Beware wild animals: Queer Bash ’98

This Saturday started out pretty much like any other; I got up around noon, had lunch with a friend, and even pretended to do a little work while I was waiting for a free dryer.

By 8:30 p.m., however, I found myself in a bathroom somewhere in Prospect, with two friends of mine, in the process of painting our bodies. Hardly your typical preparation for a Saturday evening, but then the Queer Bash is hardly your typical party.

Hosted and organized by the BGLTU, the Queer Bash is widely considered to be one of, if not THE best party on campus; certainly it’s one of the most talked about. Whether you love it or hate it, it’s almost impossible to ignore the collection of outlandish costumes that move across campus to congregate around Currier as 10:00 approaches: men in dresses, women in miniskirts, and members of both genders in practically nothing at all were just a few of the sights.
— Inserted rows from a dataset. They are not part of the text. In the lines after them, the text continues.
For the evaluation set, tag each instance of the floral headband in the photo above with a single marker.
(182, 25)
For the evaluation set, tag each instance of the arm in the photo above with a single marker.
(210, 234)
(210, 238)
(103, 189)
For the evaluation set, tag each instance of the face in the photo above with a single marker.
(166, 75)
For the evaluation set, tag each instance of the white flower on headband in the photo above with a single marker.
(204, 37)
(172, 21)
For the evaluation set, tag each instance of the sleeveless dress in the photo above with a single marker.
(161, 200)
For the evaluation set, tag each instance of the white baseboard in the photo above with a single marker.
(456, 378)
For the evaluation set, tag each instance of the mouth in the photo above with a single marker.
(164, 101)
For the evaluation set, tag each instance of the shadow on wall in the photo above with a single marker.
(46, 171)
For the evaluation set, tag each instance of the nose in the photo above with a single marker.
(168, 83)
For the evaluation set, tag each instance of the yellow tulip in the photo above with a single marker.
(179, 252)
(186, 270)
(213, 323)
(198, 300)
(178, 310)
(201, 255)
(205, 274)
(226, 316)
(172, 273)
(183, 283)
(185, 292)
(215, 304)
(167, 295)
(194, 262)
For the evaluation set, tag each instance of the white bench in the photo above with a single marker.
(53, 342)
Acknowledging the party’s reputation for wildness, the theme of this year’s Bash was “Welcome to the Jungle: Where the Wild Things Are,” and for many, the celebration more than lived up to its name. “I thought the Queer Bash was the best party all year,” said first-year David Golden. “As far as I’m concerned, that’s what night-life on campus should be. People got wild, wacky, creative or whatnot, but most importantly had a pretty cool time getting all decked out. It was really a scene as well as a party.” Alexis Wruble, ’99, agreed: “I thought the party went really well. I thought the costumes were fantastic, and I think everybody who came had a really great time.”

Wruble, who was responsible for organizing the party, also noted that setup for the event took about seven and a half hours; an effort that certainly paid off in the end. Laser light, animal print balloons, and a strategically placed strobe or two helped set the atmosphere, but by far the most prominent feature of the decor was a sixteen square-foot wooden cage into which partygoers could climb to show off some of their inner animal, or perhaps to escape briefly from some of the animals on the dance floor.

DJ Manny Otero, ’99, did a tremendous job at getting the crowd moving and keeping it moving, and more than a few members of the crowd responded by REmoving an item of clothing or two; for many of the Bash’s devotees, appropriate attire means the less, the merrier.

In the end, people go to the Queer Bash for a number of reasons. Some go for the costumes, some for the dancing, and some for. . . well, maybe it’s best if I don’t mention some of the things that people go for.

Me, I go for a little of each of the above, but also because as a member of the Williams queer community, the Bash is one of the few places on campus where I feel totally safe and free to be myself. I think, in the end, that it’s that same freedom that draws just about everybody who comes to the Queer Bash, whether queer or straight: the freedom to act without being judged, and to party without prejudice. The freedom to like who you want to like, whether male or female, and the freedom to let the world know it. As first-year Suzanne Wall put it, “The women looked great. They brought out the animal in me.”